The Fifth International Symposium of Comparative Research on Major Regional Powers in Eurasia
“Alliances and Borders in the Making and Unmaking of Regional Powers”


Report by David Wolff (Slavic Research Center)


  On July 7-8, 2011, the Slavic Research Center hosted a Summer Symposium on “Alliances and Borders in the Making and Unmaking of Regional Powers.” With support from the New Academic Knowledge Project on “Comparative Research on Major Regional Powers in Eurasia” (Tabata Shinichiro, Head), the Global Center of Excellence on “Reshaping Japan’s Border Studies” (Iwashita Akihiro, Head) and A-level JSPS Research Project on “The Cold War in Northeast Asia” (David Wolff, Head), the Symposium brought together an international group of experts to commemorate both the 60th anniversary of the US-Japan Treaty and Alliance and the 20th anniversary of the end of the Soviet Union. One event was the most significant step in defining Cold War alliances and borders in Asia. The other was the defining event in reshaping contemporary Europe.

  The vision of two empires battling over Europe and Asia has been enshrined in the canon of the Cold War, but reality was often more complex than this simple geometry. The very process of concluding an agreement could contain within it the seeds of future disagreements. The secret clauses of the Sino-Soviet agreement of 1950 made Mao bitter forever against Stalin and other “new Tsars.” The US-Japan alliance bargain of the following year with its implicit trade of bases for security umbrella, together with the relevant clauses of the “MacArthur Constitution,” made it possible for the Japanese to avoid the costs of rearmament, although the US later complained. In the Sino-Soviet and US-Japan cases, the economic promises that accompanied security treaties also led to long-term recriminations. In hindsight, it seems apparent that intended asymmetries, the heart of the deal, could over time lead to perceived inequalities and alliance demise.

  Just as important, alliances were almost always against an enemy, creating a hidden triangle, also at the heart of the deal. Thus, any change by either ally, even the most desirable lessening of tension with the enemy, could lead to fears of betrayal, the risk of a “separate peace.” It is in these terms that American reaction to Japanese parliamentary visits to China in the 1950s and the American opening to China in the 1970s must be analyzed.

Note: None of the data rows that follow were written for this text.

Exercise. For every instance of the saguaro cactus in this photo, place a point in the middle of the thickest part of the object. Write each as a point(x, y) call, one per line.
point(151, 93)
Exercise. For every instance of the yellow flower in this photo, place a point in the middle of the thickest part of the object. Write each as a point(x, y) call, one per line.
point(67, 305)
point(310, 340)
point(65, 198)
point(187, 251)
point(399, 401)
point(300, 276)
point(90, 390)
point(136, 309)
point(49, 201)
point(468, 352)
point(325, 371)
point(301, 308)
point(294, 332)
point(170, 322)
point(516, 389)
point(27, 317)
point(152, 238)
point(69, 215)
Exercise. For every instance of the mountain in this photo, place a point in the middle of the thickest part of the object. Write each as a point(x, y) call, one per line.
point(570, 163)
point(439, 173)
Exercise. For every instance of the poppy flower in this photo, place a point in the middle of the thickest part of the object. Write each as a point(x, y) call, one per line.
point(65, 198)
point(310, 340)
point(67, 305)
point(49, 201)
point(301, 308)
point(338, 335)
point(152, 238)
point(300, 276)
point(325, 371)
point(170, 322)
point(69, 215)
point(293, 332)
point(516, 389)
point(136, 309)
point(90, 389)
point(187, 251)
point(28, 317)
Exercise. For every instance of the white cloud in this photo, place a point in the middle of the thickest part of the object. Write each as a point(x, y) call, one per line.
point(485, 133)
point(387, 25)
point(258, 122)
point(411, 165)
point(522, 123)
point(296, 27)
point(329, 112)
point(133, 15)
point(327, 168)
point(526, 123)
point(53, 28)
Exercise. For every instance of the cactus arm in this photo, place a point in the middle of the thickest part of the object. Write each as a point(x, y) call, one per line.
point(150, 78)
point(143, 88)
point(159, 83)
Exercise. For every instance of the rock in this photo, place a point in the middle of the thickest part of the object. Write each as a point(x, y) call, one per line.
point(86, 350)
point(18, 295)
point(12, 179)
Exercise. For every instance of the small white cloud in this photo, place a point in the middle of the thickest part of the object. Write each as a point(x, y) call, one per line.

  Borders are often just as baffling. With Cold War putting the brakes on all out war, border clashes, along with partisan warfare, clandestine operations, “public diplomacy” and various other forms of “lesser war,” truly politics by other means in Clausewitz’s classic formulation, took the field. The Sino-Soviet border, the world’s longest, served briefly for friendship, but more enduringly as a great divide. Border conflicts, relatively minor bloodlettings, often reveal the hidden triangles underlying fragile alliances. Thus, the 1959 and 1962 Sino-Indian clashes soon became a factor in the death of the Sino-Soviet alliance and the weakening of Nehru’s cherished vision of non-alignment, the “anti-alliance” path. The 1969 Sino-Soviet border clashes along the Ussuri and in Xinjiang were China’s clear signal to the US that one alliance was over and another could begin.

  From Stalin to Deng, from Nixon to Nakasone, the conundrums of border and alliance were leveraged by the statesmen of our age in attempts to build or thwart regional hegemony. As often as not, strategies and plans backfired, but the basic configurations still hold, glued together by communal interests from the past and shared fears of the future. It is the very stuff of which regional powers are made. All this, and more, was presented and discussed during two exciting days in Sapporo. A forthcoming issue of the GCOE’s Eurasian Border Review will feature these papers.